As reported in GlobeSt.com earlier this week, the data center industry is set to continue the energetic expansion seen over the last several years. The industry’s big players will also continue to complete a large number of mergers and acquisitions. In fact, according to JLL’srecently-published 2018 Data Center Outlook, that particular trend could accelerate.
Data center clients increasingly want companies that can provide the entire range of services they might need. Therefore, the most successful data center firms will be the ones that can manage and design centers, and implement solutions for a variety of clients in many geographic areas.
“Some of the companies don’t have all of these capabilities in-house,” Mason Mularoni, a Boston-based senior research analyst with JLL, tells GlobeSt.com. And acquiring capabilities, rather than the more simple acquisition of new data center facilities, will drive this activity for the foreseeable future.
The company reports that 48 deals occurred in 2017, totaling nearly $20 billion, or more than the 2015 and 2016 volumes combined. In one of the largest deals, data center REIT Digital Realty, based in San Francisco, and DuPont Fabros in Washington, DC, merged in an all-stock transaction worth $7.6 billion. Cyxtera Technologies was formed in a $2.8 billion deal out of BC Partners, Medina Capital and CenturyLink. And Peak 10 acquired ViaWest in a $1.7 billion deal, while Digital Bridge acquired Vantage for $1.0 billion.

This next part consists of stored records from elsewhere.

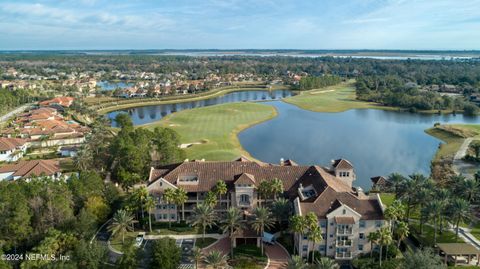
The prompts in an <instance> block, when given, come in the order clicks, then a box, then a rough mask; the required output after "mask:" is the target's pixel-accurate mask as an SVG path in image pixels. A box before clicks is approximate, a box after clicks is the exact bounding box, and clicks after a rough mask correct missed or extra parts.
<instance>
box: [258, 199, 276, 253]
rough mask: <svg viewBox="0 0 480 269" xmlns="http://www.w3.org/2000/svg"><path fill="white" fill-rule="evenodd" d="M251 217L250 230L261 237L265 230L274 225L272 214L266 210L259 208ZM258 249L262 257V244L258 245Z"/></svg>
mask: <svg viewBox="0 0 480 269" xmlns="http://www.w3.org/2000/svg"><path fill="white" fill-rule="evenodd" d="M253 215H254V219H253V220H252V228H253V229H254V230H255V231H256V232H257V233H259V234H260V236H261V237H263V232H265V229H268V228H271V227H273V224H274V223H275V221H274V220H273V218H272V213H271V212H270V210H269V209H268V208H266V207H261V206H259V207H256V208H255V209H254V210H253ZM260 249H261V253H262V256H263V244H260Z"/></svg>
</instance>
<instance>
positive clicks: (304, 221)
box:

Each of the past several years has seen one major shift in the market, Mularoni adds. In 2016, the demand for cloud services skyrocketed, fueling a building boom that has not ended. In 2017, US firms began expanding overseas into Europe and Asia. And 2018 promises to be the year that foreign firms, especially Chinese ones, seek to get a piece of the valuable North American markets.
“We’re going to see some of the Chinese companies that have grown so well in their own world expand out to ours as well,” he says. JLL expects China’s data center industry, which includes such firms as Alibaba, Tencent, Baidu, and GDS, to grow at an annual rate of 13% over the next four years.
But to grow outside of China, these firms will most likely seek out US and Canadian partners to help navigate the unfamiliar terrain. Alibaba, for example, has tried expanding overseas, and “it’s been a difficult journey for them,” says Mark Bauer, JLL’s managing director and data center solutions co-lead.
Some partnerships have already emerged, including GDS and CyrusOne, GCBD and Apple, and Beijing Sinnet Technology with Amazon. And JLL advises everyone to “keep an eye out in 2018 for continued progress and dynamic changes on the international front.”